La historia no terminó ahí.
—¡Ella misma nos compró las fotos que le tomamos para publicar el antes y el después!
“EL PEJE LE PEGÓ MUY CABRÓN AL NEGOCIO”, me dijo Benito una tarde de diciembre de 2019. Acababa de regresar de Cancún, donde pasaba prácticamente la mitad del año a la caza de celebridades. Traía entre manos el proyecto de fundar una agencia de marketing digital y producir el portafolio de actores emergentes, además de continuar con fotografía de eventos y productos.
—Las revistas nos dijeron de la noche a la mañana que ya no les interesaban nuestras fotos, pero sabemos que es porque ya notienen dinero para pagarlas. El gobierno ya no les compra publicidad.
Entre la retirada de presupuestos y las demandas millonarias de celebridades como Flor Rubio y Andrea Legarreta, el negocio de los paparazzi empezó a tambalearse. En 2019, Legarreta ganó un juicio que costó a TV Notas 2.5 millones de pesos. Además, el auge de influencers y youtubers arrebató anunciantes, dejando a la prensa rosa en una crisis que orilló a algunos fotorreporteros a explorar nuevos caminos. Aunque hubo intentos como el portal theomg.tv, el éxito fue escaso.

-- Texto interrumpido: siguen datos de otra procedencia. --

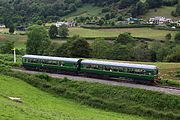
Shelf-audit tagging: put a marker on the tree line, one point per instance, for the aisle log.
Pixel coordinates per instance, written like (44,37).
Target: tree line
(125,47)
(39,11)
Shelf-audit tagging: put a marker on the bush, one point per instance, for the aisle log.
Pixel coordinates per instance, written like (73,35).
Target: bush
(117,99)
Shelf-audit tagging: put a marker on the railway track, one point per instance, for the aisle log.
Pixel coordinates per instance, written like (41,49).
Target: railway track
(158,88)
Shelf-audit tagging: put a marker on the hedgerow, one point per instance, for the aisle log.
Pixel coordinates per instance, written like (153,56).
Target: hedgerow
(113,98)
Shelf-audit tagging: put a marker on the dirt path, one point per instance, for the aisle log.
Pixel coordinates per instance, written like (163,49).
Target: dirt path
(80,78)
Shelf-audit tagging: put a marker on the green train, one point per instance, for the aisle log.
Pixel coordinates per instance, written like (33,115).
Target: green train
(91,67)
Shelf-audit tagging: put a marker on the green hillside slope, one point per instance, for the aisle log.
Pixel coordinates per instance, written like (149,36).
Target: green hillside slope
(38,105)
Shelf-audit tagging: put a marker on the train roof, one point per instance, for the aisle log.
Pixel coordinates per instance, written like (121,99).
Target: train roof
(51,58)
(117,64)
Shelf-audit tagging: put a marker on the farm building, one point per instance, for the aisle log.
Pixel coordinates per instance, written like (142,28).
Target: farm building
(160,20)
(68,24)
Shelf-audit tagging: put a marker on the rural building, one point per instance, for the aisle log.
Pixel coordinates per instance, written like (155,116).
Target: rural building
(159,20)
(132,20)
(2,26)
(68,24)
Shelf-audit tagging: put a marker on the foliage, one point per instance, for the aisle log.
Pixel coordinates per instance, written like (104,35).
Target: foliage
(175,55)
(40,105)
(140,9)
(178,9)
(168,36)
(155,3)
(37,41)
(100,47)
(124,38)
(177,38)
(63,31)
(53,32)
(80,48)
(11,29)
(141,52)
(7,47)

Hoy, las revistas del corazón han perdido gran parte de su poder amarillista. Muchas celebridades registraron su nombre como marca, blindándose legalmente contra la difusión de su imagen. El juego ha cambiado, y los paparazzi, como Benito, enfrentan un terreno donde el dinero fácil y las exclusivas ya no son garantía. Pero su talento para reinventarse persiste, como un reflejo del oficio que elige capturar la fama, incluso cuando ésta parece desvanecerse.